Analysts broadly welcomed the decision, which will see new channel UTV Ireland going head to head with RTE and TV3 for market share when it launches in early 2015.
"You can take the view that there's going to be an eternal decline in advertising – and it's admittedly a very fragile market – but ultimately the Irish economy will recover and we want to be in a position to take advantage of that," said UTV's group chief executive John McCann.
The decision to significantly expand the company's presence in the Republic comes despite the fact that revenues from its Irish activities fell markedly last year. Television advertising revenues in the Republic declined by 12pc in comparison to 2011, while Irish radio advertising declined by 6pc.

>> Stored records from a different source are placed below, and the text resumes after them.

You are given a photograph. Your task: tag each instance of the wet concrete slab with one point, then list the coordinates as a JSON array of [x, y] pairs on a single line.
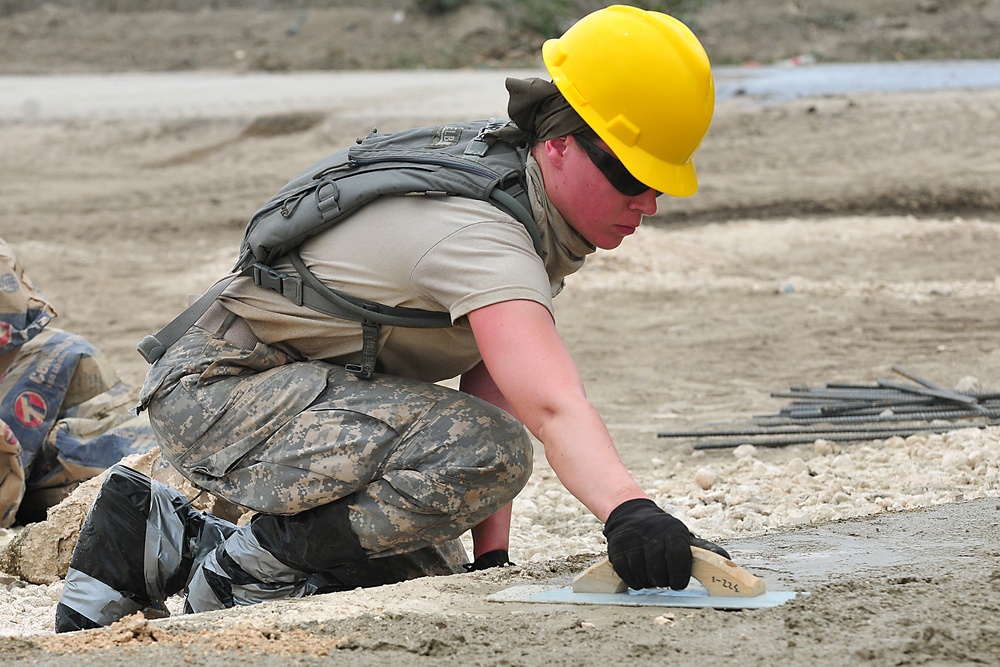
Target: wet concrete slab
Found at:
[[941, 537]]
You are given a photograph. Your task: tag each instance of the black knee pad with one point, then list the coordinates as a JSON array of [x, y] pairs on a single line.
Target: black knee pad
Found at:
[[311, 541]]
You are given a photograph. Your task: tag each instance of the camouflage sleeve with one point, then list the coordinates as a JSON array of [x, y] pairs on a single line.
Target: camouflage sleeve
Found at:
[[24, 311]]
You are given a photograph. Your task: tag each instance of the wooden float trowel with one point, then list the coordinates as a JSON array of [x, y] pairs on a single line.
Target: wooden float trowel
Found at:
[[724, 585], [719, 575]]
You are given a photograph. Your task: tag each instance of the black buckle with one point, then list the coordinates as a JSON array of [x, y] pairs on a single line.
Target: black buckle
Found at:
[[287, 286]]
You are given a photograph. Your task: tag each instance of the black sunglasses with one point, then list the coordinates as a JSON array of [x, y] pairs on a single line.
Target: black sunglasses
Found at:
[[613, 169]]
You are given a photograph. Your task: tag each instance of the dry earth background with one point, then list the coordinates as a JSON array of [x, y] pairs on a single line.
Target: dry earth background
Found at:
[[833, 238]]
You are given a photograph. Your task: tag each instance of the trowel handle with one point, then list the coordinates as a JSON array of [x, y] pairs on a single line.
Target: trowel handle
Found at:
[[719, 575]]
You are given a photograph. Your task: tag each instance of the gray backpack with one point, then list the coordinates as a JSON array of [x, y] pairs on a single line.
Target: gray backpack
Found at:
[[478, 159]]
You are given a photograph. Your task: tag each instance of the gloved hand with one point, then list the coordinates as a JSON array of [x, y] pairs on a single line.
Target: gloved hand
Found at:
[[497, 558], [647, 547]]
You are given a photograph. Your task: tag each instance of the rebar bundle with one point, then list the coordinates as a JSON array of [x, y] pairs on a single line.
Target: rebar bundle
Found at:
[[854, 413]]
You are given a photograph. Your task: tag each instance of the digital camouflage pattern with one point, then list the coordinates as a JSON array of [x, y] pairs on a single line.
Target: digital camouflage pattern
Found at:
[[420, 463]]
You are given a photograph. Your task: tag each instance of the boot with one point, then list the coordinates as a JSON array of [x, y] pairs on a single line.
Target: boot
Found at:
[[137, 547], [277, 557]]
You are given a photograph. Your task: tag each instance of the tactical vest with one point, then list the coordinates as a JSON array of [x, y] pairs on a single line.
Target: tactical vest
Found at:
[[482, 160]]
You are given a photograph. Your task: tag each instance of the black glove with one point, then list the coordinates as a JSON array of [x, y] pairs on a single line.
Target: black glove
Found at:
[[647, 547], [489, 559]]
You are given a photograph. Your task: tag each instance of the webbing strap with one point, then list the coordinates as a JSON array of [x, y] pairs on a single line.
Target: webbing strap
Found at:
[[153, 346]]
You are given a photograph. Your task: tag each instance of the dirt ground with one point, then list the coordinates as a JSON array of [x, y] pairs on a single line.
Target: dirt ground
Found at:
[[833, 238]]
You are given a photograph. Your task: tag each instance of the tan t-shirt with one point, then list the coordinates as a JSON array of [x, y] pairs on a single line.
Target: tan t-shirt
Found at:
[[447, 254]]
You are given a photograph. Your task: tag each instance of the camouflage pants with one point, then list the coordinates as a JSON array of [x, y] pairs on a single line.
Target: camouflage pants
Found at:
[[419, 464]]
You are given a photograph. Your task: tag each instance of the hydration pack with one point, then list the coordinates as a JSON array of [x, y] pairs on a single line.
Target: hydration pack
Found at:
[[482, 160]]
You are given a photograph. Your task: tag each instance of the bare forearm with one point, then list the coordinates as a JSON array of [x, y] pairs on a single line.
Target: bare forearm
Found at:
[[583, 456]]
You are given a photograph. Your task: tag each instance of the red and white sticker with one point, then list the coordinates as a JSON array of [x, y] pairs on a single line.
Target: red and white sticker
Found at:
[[30, 409]]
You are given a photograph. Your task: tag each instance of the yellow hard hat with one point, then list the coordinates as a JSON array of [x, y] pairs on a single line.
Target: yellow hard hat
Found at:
[[642, 81]]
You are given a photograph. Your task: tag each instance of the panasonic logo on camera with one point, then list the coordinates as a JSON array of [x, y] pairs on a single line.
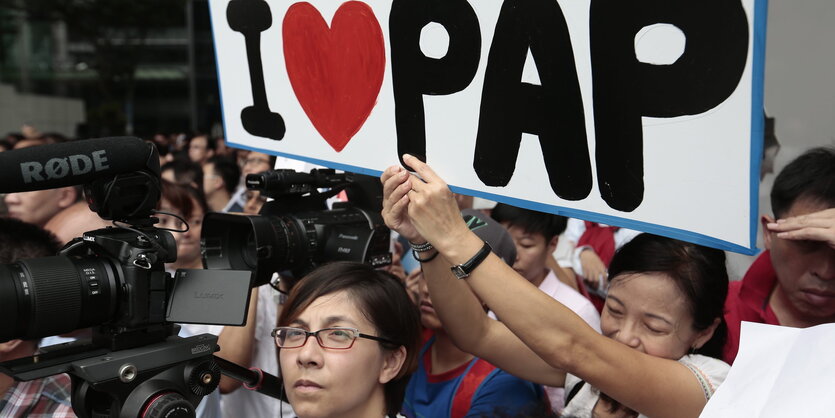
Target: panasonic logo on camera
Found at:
[[57, 168], [201, 348], [208, 295]]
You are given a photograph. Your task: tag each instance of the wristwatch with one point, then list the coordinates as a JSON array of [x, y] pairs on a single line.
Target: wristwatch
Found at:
[[462, 271]]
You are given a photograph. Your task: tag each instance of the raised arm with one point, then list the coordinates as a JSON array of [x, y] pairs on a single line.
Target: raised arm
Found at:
[[552, 331], [458, 308]]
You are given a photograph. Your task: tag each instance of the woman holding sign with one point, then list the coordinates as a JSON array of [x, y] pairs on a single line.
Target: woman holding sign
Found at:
[[662, 322]]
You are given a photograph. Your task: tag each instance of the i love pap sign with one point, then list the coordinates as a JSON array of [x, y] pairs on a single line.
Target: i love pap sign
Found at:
[[642, 114]]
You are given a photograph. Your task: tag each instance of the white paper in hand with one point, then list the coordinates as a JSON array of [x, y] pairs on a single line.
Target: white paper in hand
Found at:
[[779, 372]]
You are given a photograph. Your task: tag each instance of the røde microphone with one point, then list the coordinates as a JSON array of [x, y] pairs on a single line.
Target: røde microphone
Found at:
[[72, 163]]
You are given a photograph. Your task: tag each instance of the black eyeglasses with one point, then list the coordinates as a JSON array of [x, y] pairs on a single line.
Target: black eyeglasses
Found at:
[[337, 338]]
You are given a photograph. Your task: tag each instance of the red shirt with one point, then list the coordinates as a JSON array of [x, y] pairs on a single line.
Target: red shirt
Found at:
[[748, 301]]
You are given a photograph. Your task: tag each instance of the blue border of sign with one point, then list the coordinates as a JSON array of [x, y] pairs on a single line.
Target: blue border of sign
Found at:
[[757, 130]]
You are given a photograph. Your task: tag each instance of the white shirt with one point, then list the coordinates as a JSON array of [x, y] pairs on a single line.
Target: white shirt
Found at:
[[708, 371], [247, 403], [578, 303], [575, 230]]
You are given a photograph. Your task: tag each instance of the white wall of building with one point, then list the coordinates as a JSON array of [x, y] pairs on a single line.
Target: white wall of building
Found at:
[[46, 113]]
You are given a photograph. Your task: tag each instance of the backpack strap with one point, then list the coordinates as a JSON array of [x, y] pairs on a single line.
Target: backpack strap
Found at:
[[574, 390], [467, 388]]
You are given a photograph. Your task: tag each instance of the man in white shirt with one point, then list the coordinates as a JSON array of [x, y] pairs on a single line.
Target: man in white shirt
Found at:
[[535, 235]]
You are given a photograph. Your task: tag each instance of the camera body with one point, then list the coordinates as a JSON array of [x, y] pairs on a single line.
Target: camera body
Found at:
[[296, 232], [110, 277], [114, 279]]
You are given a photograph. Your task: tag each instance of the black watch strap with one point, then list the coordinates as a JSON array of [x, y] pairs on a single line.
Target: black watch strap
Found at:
[[462, 271]]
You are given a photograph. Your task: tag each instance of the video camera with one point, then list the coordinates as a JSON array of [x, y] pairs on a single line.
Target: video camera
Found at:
[[295, 232], [114, 280]]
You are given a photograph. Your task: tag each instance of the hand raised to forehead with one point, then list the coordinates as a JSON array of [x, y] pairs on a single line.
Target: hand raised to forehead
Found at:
[[816, 226]]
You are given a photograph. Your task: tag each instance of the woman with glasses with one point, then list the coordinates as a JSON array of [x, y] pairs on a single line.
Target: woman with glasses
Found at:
[[347, 342], [662, 323]]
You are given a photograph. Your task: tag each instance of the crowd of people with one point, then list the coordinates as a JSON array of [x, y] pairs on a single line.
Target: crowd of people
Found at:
[[484, 320]]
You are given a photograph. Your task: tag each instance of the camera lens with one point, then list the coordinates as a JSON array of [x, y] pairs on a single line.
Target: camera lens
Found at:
[[47, 296]]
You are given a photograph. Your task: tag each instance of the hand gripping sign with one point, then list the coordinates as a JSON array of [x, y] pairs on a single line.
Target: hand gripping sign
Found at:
[[642, 114]]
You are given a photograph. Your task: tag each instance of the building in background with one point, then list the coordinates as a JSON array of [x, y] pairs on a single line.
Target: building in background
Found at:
[[137, 67]]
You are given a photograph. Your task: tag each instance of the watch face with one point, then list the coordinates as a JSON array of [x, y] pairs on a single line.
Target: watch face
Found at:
[[459, 272]]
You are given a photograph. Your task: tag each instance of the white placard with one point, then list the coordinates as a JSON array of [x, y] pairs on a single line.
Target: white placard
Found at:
[[646, 116]]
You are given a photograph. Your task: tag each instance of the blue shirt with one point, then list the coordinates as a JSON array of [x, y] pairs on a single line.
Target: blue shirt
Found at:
[[488, 389]]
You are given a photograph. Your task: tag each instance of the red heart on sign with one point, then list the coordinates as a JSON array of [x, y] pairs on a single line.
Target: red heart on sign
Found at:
[[335, 72]]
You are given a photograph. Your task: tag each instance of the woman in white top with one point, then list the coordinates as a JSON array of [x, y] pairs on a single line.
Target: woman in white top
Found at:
[[348, 340], [665, 300]]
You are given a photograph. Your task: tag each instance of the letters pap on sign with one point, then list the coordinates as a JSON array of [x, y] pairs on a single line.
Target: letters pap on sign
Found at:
[[645, 114]]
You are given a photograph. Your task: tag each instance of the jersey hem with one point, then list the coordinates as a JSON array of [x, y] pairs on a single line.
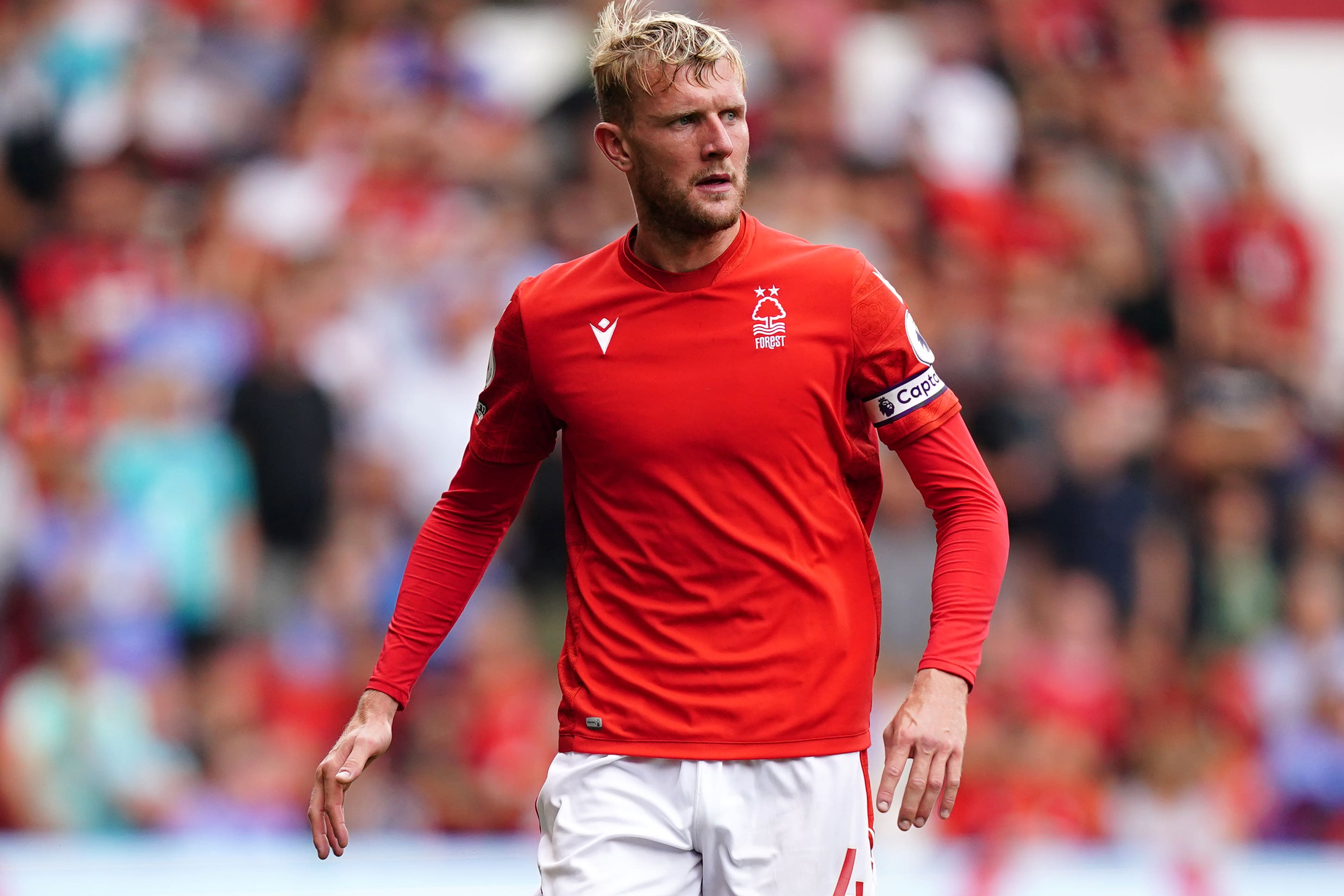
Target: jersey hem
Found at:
[[716, 752]]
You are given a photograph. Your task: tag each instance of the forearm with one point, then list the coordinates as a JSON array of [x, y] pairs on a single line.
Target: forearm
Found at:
[[446, 563], [972, 533]]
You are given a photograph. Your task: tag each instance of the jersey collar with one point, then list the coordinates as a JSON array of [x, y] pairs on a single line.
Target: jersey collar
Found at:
[[691, 280]]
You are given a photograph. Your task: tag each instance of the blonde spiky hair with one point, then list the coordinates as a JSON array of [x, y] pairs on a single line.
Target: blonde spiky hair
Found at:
[[636, 49]]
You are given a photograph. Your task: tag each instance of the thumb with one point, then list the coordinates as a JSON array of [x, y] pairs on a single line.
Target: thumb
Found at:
[[354, 764]]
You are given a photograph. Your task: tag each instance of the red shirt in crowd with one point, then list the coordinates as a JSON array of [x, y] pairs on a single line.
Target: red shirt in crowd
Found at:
[[1260, 256], [721, 475]]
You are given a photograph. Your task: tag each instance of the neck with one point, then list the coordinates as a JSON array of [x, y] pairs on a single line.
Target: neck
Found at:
[[679, 251]]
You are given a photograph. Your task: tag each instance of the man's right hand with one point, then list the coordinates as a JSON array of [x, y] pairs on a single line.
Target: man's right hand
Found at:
[[366, 738]]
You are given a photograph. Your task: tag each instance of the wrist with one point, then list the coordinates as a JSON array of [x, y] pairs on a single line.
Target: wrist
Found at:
[[376, 706], [942, 680]]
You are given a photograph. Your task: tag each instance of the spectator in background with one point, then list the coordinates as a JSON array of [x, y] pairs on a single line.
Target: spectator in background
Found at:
[[81, 749], [1297, 679], [288, 426]]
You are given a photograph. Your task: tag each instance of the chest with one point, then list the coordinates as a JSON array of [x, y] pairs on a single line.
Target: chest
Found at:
[[747, 364]]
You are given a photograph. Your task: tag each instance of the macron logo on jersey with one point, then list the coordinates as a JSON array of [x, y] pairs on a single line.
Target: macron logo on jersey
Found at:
[[905, 397], [604, 330]]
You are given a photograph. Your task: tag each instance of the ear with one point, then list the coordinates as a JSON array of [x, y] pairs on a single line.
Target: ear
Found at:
[[612, 142]]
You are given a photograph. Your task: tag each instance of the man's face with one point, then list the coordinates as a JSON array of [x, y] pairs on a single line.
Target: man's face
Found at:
[[689, 151]]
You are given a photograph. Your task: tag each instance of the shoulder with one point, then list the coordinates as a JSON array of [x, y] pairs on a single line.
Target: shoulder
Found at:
[[568, 278], [839, 265]]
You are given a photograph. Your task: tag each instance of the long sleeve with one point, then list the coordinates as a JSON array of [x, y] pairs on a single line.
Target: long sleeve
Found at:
[[972, 526], [513, 432], [449, 558]]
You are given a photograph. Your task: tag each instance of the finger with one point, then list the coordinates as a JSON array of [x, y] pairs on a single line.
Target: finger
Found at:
[[897, 754], [937, 776], [335, 812], [315, 821], [952, 785], [355, 764], [916, 786], [334, 794], [331, 837]]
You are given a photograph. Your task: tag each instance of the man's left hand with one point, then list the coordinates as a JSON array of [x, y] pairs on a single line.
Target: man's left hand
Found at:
[[930, 727]]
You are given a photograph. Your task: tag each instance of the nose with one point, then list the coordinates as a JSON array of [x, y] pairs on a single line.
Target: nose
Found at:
[[718, 143]]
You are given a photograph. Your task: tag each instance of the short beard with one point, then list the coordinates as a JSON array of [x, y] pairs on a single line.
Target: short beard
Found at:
[[671, 210]]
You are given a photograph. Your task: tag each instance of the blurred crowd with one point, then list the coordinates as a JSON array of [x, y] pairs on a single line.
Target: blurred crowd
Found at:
[[252, 253]]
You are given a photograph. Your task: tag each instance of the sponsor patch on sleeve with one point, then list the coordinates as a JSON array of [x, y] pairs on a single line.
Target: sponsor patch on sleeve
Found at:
[[905, 397]]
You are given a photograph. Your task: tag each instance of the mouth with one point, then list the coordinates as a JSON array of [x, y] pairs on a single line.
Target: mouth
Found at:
[[718, 183]]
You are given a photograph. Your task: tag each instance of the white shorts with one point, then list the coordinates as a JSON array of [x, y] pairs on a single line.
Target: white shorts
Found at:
[[634, 827]]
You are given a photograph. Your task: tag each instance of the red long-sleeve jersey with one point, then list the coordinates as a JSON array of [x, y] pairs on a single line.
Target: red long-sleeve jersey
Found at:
[[721, 479]]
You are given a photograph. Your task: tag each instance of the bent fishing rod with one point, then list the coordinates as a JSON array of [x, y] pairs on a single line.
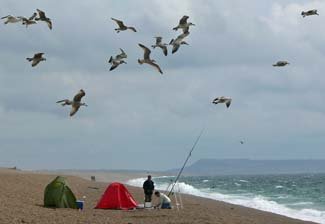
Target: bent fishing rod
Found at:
[[188, 157]]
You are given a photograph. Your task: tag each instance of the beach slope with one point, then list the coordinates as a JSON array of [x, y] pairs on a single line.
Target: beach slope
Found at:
[[21, 201]]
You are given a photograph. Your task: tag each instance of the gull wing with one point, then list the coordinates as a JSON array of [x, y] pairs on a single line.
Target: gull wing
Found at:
[[183, 20], [74, 109], [119, 22], [164, 48], [156, 66], [5, 17], [228, 102], [61, 101], [49, 23], [132, 28], [38, 55], [158, 40], [79, 95], [33, 16], [41, 14], [181, 37], [146, 50], [35, 62]]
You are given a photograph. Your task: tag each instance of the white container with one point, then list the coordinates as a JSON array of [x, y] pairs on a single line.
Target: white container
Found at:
[[147, 205]]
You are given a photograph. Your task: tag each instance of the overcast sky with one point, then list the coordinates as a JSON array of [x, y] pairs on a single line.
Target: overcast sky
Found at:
[[139, 119]]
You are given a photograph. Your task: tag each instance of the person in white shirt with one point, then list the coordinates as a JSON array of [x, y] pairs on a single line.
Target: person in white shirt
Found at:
[[164, 201]]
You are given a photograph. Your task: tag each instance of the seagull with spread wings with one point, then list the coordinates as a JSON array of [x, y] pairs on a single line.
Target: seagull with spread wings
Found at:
[[75, 103], [122, 27], [117, 60], [160, 44], [42, 17], [146, 58], [183, 24], [178, 42], [281, 64], [223, 99], [11, 19], [37, 58], [28, 21]]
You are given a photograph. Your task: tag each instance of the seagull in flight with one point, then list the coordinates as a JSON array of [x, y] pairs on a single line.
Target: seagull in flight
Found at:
[[11, 19], [309, 13], [75, 103], [178, 42], [37, 58], [183, 24], [42, 17], [146, 58], [122, 27], [223, 99], [281, 64], [117, 60], [160, 44]]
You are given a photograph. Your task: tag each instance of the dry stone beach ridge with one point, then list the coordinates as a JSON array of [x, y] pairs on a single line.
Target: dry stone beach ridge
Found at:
[[17, 184]]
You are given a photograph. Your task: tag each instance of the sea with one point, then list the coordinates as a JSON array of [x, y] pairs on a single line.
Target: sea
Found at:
[[300, 196]]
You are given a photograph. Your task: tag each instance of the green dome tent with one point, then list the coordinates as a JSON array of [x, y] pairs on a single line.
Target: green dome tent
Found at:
[[58, 195]]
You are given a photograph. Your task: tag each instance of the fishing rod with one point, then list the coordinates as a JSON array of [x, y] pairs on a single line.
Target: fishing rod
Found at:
[[188, 157]]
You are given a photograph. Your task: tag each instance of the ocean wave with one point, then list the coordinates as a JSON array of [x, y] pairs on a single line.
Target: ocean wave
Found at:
[[256, 201]]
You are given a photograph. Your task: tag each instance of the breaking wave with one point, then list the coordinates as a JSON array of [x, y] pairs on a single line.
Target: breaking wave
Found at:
[[256, 201]]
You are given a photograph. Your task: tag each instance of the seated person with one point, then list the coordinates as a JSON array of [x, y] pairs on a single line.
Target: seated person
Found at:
[[164, 201]]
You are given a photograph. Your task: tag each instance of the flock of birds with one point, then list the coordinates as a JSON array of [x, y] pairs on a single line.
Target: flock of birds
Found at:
[[119, 59]]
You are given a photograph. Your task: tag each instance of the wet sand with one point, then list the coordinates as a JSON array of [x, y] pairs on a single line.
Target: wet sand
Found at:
[[21, 201]]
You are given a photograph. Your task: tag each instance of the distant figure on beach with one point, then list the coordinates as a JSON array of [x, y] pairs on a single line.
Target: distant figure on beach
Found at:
[[148, 187], [164, 201]]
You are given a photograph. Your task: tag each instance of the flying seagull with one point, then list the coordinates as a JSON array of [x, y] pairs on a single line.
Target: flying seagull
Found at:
[[11, 19], [122, 27], [122, 55], [160, 44], [281, 64], [28, 21], [309, 13], [42, 17], [146, 58], [117, 60], [178, 41], [223, 99], [75, 103], [38, 57], [183, 24]]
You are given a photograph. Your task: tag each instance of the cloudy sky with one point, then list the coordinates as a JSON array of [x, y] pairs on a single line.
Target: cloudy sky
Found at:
[[139, 119]]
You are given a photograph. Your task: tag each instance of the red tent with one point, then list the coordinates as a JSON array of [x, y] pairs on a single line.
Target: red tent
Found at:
[[116, 196]]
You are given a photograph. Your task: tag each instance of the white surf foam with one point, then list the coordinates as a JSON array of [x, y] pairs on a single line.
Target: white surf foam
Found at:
[[257, 202]]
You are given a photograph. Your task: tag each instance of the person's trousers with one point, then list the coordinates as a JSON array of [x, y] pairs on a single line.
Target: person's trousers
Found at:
[[166, 205], [147, 197]]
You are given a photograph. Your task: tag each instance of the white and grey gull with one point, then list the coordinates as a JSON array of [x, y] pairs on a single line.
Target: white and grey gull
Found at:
[[117, 60], [11, 19], [161, 45], [178, 42], [223, 99], [183, 24], [75, 103], [147, 60], [312, 12], [281, 64], [122, 27], [42, 17], [37, 58]]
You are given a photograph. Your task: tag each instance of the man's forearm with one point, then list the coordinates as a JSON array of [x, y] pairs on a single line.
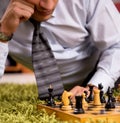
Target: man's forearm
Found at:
[[3, 57]]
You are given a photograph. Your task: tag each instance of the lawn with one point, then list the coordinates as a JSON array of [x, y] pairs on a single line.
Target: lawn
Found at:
[[18, 105]]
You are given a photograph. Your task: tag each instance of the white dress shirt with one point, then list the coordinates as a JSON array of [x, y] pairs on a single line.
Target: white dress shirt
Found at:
[[80, 33]]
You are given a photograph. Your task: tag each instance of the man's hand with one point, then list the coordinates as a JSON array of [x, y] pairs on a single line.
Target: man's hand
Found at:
[[16, 12], [78, 90]]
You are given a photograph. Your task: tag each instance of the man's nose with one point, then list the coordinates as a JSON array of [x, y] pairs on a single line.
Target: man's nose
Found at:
[[47, 4]]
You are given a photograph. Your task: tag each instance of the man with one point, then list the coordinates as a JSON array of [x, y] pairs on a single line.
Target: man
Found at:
[[84, 36]]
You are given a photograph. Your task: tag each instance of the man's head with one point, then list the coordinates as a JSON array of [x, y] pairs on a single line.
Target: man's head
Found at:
[[43, 9]]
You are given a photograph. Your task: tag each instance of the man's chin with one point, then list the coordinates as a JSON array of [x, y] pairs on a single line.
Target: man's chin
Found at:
[[41, 18]]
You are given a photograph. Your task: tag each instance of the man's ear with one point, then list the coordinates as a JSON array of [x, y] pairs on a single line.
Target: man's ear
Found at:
[[3, 6]]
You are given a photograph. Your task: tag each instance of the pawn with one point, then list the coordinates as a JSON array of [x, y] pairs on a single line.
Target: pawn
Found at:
[[96, 101], [86, 96], [78, 106], [50, 101], [90, 98], [110, 104], [66, 102], [102, 97]]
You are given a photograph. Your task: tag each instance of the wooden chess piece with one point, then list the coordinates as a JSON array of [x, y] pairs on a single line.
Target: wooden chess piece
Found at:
[[110, 104], [90, 98], [86, 98], [102, 97], [50, 101], [96, 101], [66, 101], [84, 102], [78, 106]]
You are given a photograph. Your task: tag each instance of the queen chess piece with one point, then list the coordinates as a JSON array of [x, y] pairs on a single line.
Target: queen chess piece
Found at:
[[50, 101]]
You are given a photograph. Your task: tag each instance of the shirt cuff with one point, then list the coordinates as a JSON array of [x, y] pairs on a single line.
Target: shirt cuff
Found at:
[[101, 77]]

In its full-year annual report, UTV called conditions in the Irish market "tough".
But analysts said yesterday that its better performance in Northern Ireland was still encouraging.
"The group's performance in the Northern Ireland television market highlights the group's track record of creating a market-leading offering based around strong local content and good-quality ITV prime-time programming," said Goodbody Stockbrokers.
The company's new Irish channel has secured the exclusive rights to broadcast ITV programming in the Republic from 2015, including popular shows like 'Coronation Street' and 'Emmerdale'. This licence is currently held by TV3.
Goodbody Stockbrokers drew attention to 2012 revenues at TV3, whose flagship channel and subsidiary channel 3e generated €58m last year.
"This revenue performance highlights that there is significant advertising revenue potential for an established channel of this nature in the Republic," said analyst Gavin Kelleher.
UTV, whose flagship northern station is already available in the Republic, also owns radio stations in Ireland and the UK, including Cork's 96FM and two of Dublin's biggest, FM104 and Q102.
It also owns the world's biggest sport radio station, talkSPORT.
In total, the group took in revenues of £120.1m (€143m) in its last financial year, down 1pc from 2011, while pre-tax profits fell 10pc to £23.3m.
It is currently implementing a cost-cutting programme at its Northern Irish division. It emerged last week that four camera operators and video editors face redundancy in UTV in Belfast.
Managing director Michael Wilson told the Irish Independent yesterday that two of these redundancies were voluntary and all had been taken in order to prepare for the new Irish launch.
He added that other video editor hires elsewhere in the company meant that there had been no net reduction in staff numbers.
The company has managed to reduce its net debt position by 54pc since December 2008 to £49.4m.